I find that kind of tech very interesting because of its inherently limited scope, and Google are generally pretty good at developing strong versions of those ideas before killing them.

Anyway Assistant is dead now and my phone is all full of Gemini now.

Hold the power button? Gemini. Hit the wrong part of the Search widget? Gemini. Want to look at your photos? You actually wanna look less like shit with the help of our AI.

They're clearly so scared as well - every time I hit one of these it flashes up with a screen asking me to opt-in to giving their AI access to my data. I see that screen like 4 times a day just by accidentally activating it.
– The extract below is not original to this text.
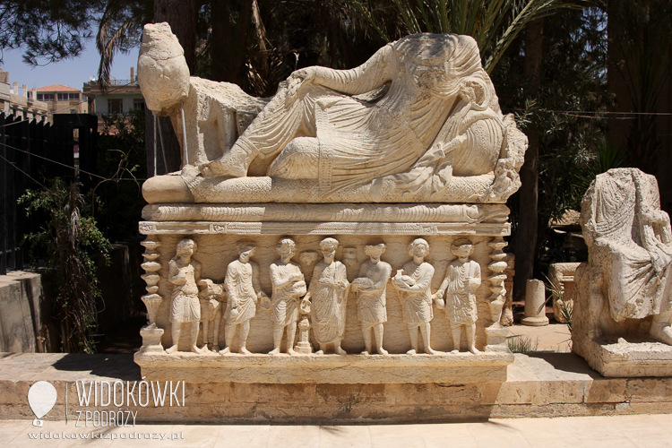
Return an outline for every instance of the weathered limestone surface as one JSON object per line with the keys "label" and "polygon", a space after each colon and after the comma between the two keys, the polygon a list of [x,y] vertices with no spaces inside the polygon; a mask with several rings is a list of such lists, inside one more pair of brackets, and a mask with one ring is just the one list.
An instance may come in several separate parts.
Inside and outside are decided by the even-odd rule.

I'll look into removing it.

Apparently you can install the old Assistant separately, but I'm sure they'll just break it at some point so I'm probably just going to go back to setting alarms by hand like a caveman.

The Day-to-Day

I kind of consider this section to be broadly how the software looks and feels.

It's better, mostly.

I like the screen a decent amount - it's basically the same size and resolution, but a tad brighter than the old one and will do 120Hz over the 90Hz of the 7a. It's fundamentally the same experience, but with rounder corners.

Using software has been mostly "better" - my 7a has battery issues so I'm not sure if it's really firing on all cylinders these days, but the 9a is clearly just a bit better.
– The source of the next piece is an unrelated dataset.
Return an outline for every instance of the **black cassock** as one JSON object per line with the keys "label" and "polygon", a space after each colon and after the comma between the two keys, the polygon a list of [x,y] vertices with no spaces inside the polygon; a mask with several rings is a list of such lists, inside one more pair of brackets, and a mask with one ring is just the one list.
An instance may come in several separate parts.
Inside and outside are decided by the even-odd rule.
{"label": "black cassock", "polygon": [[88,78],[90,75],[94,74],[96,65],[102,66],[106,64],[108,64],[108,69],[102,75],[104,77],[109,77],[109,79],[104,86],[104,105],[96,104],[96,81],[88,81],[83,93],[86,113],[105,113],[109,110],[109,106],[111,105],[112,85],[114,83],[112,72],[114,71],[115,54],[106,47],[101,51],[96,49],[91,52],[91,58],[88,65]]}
There are fewer minor pauses between thought and action, which I think is the general "new phone" experience. My 7a has a couple years of use and abuse and planned obsolescence slowing it down, and the 9a runs rings around it in that way.

Final Thoughts

This is the first time I've ever bought a new phone and not immediately felt like something fundamental has improved.

It's also the longest I've ever waited between new phones, typically replacing them every 2 years or so like a good consumer.

I got my 9a for £130, a fucking steal, due to the 7a's battery problems. I'm not sure I'd want one otherwise.

Hell, I'm already planning to attempt a battery replacement with a £50 iFixit kit on my old 7a, so if that takes I'll have a second phone... I was planning to add it to the janky homelab setup, but now I should at least consider switching back and punting the 9a for a profit, right?

I'd probably be worse off overall than if I just took Google's initial offer of £200 in my pocket rather than the £300 Google Store voucher, but if I did it I'd be able to do it with confidence that the 9a wasn't for me.

More likely though, I'll settle with the 9a. It is faster, it does have some cool camera features I haven't used, it will still be in warranty for a couple of years.

That's why it feels like enshittification - what am I gonna do, go back? They obsoleted back, didn't you hear?